Son estos dos matices los más loables y explican por si solos la virtud principal de Yamada: el talento para efectuar cambios sin estridencias que, atreviendome aquí a realizar una afirmación que puede escandalizar a los más puristas, incluso mejoran una película que resultaba casi perfecta en su apabullante sencillez.
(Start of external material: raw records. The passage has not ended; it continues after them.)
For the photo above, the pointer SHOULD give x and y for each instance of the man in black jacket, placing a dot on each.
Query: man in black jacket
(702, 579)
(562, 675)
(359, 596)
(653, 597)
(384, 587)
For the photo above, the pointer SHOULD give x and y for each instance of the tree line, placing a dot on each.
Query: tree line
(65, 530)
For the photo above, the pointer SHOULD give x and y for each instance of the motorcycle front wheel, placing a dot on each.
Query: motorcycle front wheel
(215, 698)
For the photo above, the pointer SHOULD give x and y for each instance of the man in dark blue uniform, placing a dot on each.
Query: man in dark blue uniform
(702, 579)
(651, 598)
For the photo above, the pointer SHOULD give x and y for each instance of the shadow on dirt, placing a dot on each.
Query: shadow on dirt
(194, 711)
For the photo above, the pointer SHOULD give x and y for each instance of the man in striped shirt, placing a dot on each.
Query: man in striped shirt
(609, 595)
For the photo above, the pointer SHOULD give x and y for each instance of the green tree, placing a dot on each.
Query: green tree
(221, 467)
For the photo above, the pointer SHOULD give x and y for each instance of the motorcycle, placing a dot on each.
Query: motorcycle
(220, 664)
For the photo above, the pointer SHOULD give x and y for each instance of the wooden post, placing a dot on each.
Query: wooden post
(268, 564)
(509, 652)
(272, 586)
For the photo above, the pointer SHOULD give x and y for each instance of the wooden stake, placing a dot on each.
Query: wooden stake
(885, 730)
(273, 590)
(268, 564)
Una familia en Tokio respira con vida propia. Es una cinta tan delicada y diáfana como demoledora en sus conclusiones. Es, por un lado una excelente descripción de la familia japonesa, carente de cualquier gesto afectivo, fría, egoísta e irrespetuosa – “Se tiene que morir justo ahora que estoy tan ocupada” asevera Shigeko ante la noticia del desvanecimiento de su madre. “Deberíamos coger el último ferry antes de que llueva”, comenta Koichi tras el funeral” – y por el otro, de un Tokio en el que residen una vorágine de autómatas absorbidos por sus tribulaciones que no tienen lugar para ofrecer a la tercera edad las atenciones que merecen. Un homenaje a algunos lugares que merece la pena volver a visitar.
Frases destacadas:
– Shukichi: “El futuro es incierto y es un mundo lleno de dificultades, pero si te casas con mi hijo podré morir tranquilo”.
– Tomiko: “Es difícil dormir en una cama tan espléndida”.
– Shuji: “¿Y quién va a defenderme a mí ahora?”.